History: 1950s to Present
After the Second World War, Canadian coal production declined from just over 17 million tonnes in 1949, to under 10 million tonnes annually, as diesel engines, oil furnaces, and the rise of the automobile situated oil as the dominant fuel of the postwar energy regime. The last Cape Breton underground coal mine closed in 2001, but continental demands for coal fired electricity generation, and rising energy prices in the early 1970s allowed Alberta, British Columbia and Saskatchewan to develop new deposits. Overall, Canadian annual coal production increased from over 15 million tonnes in 1970 to more than 25 million tonnes in 1975, and reached its highest level ever in 1997 with 78.8 million tonnes. Currently, Canadian coal output remains high by historical standards, with production of just over 68 million tonnes in 2013. This amount positioned Canada as the 13th-largest coal producing country in the world but accounted for only one per cent of total annual global coal production.
Surface Mining
Safety and working conditions have improved dramatically in the coal industry, as most operations in Canada have abandoned the more dangerous underground mining in favour of open pit or strip mining methods. Instead of digging shafts and tunnels, miners use massive dragline and track shovels to remove the “overburden” (rock, soil and gravel that lies above coal deposits) and then load the exposed coal into gargantuan trucks and unit trains for shipment. Surface mining revived the moribund Crowsnest Pass coal district in British Columbia beginning in the late 1960s, supplying growing Japanese demand by exporting coal by rail to a new “superport” constructed near Vancouver. Export markets also stimulated the massive Tumbler Ridge development in northeastern British Columbia in the 1980s, which included the creation of an “instant town” whose fortunes have risen and fallen with market volatility.

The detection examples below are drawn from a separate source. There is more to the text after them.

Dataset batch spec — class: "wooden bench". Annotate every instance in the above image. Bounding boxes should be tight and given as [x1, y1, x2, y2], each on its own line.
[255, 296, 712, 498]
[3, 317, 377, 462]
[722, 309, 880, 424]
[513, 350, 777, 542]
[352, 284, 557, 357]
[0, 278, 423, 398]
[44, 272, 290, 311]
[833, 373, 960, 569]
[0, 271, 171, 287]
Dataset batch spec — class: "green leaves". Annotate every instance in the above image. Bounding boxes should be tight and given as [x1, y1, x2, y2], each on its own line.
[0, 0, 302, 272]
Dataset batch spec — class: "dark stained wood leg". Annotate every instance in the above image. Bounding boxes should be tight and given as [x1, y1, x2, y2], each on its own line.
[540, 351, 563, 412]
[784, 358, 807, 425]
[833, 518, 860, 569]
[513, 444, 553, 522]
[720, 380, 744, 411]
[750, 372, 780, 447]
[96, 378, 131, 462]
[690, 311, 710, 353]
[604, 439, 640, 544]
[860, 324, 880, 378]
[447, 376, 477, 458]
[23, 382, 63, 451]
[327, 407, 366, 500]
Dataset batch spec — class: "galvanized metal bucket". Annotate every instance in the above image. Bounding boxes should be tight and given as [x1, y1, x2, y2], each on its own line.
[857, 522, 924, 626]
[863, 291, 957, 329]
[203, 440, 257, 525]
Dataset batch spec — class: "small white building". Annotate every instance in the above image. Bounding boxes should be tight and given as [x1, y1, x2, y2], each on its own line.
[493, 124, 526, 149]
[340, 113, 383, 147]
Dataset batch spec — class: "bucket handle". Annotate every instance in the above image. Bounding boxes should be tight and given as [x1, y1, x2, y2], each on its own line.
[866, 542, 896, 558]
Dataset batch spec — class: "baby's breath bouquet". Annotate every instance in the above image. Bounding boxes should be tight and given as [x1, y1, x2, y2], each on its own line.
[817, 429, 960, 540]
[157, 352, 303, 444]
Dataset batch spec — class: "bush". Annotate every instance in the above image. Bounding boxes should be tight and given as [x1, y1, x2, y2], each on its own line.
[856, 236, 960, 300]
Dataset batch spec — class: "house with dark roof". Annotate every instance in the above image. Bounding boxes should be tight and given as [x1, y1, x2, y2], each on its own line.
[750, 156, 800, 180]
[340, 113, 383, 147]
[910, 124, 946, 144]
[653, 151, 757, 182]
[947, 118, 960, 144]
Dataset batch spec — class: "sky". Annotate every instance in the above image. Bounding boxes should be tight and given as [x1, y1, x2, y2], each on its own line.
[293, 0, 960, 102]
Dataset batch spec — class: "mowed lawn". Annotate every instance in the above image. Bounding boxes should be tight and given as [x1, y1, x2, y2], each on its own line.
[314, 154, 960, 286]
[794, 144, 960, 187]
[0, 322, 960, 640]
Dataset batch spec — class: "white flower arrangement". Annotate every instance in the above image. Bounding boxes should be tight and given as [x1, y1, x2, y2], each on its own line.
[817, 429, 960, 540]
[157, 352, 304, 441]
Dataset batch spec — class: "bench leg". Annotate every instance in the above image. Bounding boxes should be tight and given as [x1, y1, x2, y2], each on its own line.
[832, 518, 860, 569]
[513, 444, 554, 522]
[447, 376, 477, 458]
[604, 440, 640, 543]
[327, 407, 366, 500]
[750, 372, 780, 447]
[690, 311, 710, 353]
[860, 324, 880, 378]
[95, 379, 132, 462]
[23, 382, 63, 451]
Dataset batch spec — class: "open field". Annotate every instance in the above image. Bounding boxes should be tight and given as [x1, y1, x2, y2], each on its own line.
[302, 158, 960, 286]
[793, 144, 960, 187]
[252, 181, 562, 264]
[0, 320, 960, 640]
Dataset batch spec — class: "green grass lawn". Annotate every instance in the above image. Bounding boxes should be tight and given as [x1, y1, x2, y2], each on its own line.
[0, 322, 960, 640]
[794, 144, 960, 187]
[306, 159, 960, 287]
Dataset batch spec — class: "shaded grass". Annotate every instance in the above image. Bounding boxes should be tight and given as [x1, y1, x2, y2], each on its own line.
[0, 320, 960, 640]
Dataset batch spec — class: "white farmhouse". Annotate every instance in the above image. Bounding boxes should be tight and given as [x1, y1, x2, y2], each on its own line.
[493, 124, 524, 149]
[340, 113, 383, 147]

Surface mining in Nova Scotia has proceeded slowly, however, due to public concern and fluctuating energy markets, with only one project in operation, at Stellarton. More generally, surface mining has generated environmental concerns over water pollution and impacts on flora, fauna, and landscapes, while burning coal for electricity generation is continually criticized as a major contributor to climate change through carbon dioxide emissions.